Abstract
Abstract
Objective. Existing registration networks based on cross-attention design usually divide the image pairs to be registered into patches for input. The division and merging operations of a series of patches are difficult to maintain the topology of the deformation field and reduce the interpretability of the network. Therefore, our goal is to develop a new network architecture based on a cross-attention mechanism combined with a multi-resolution strategy to improve the accuracy and interpretability of medical image registration. Approach. We propose a new deformable image registration network NCNet based on neighborhood cross-attention combined with multi-resolution strategy. The network structure mainly consists of a multi-resolution feature encoder, a multi-head neighborhood cross-attention module and a registration decoder. The hierarchical feature extraction capability of our encoder is improved by introducing large kernel parallel convolution blocks; the cross-attention module based on neighborhood calculation is used to reduce the impact on the topology of the deformation field and double normalization is used to reduce its computational complexity. Main result. We performed atlas-based registration and inter-subject registration tasks on the public 3D brain magnetic resonance imaging datasets LPBA40 and IXI respectively.
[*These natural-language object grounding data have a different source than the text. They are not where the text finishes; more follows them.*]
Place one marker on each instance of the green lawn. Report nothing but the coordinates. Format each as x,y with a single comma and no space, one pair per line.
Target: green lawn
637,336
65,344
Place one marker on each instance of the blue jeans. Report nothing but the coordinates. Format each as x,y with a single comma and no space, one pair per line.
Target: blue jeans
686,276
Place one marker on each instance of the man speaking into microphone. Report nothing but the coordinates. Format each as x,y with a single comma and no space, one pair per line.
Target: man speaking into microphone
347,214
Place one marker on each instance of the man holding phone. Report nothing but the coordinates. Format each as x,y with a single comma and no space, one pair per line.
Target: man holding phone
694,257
Compared with the popular VoxelMorph method, our method improves the average DSC value by 7.9% and 3.6% on LPBA40 and IXI. Compared with the popular TransMorph method, our method improves the average DSC value by 4.9% and 1.3% on LPBA40 and IXI. Significance. We proved the advantages of the neighborhood attention calculation method compared to the window attention calculation method based on partitioning patches, and analyzed the impact of the pyramid feature encoder and double normalization on network performance. This has made a valuable contribution to promoting the further development of medical image registration methods.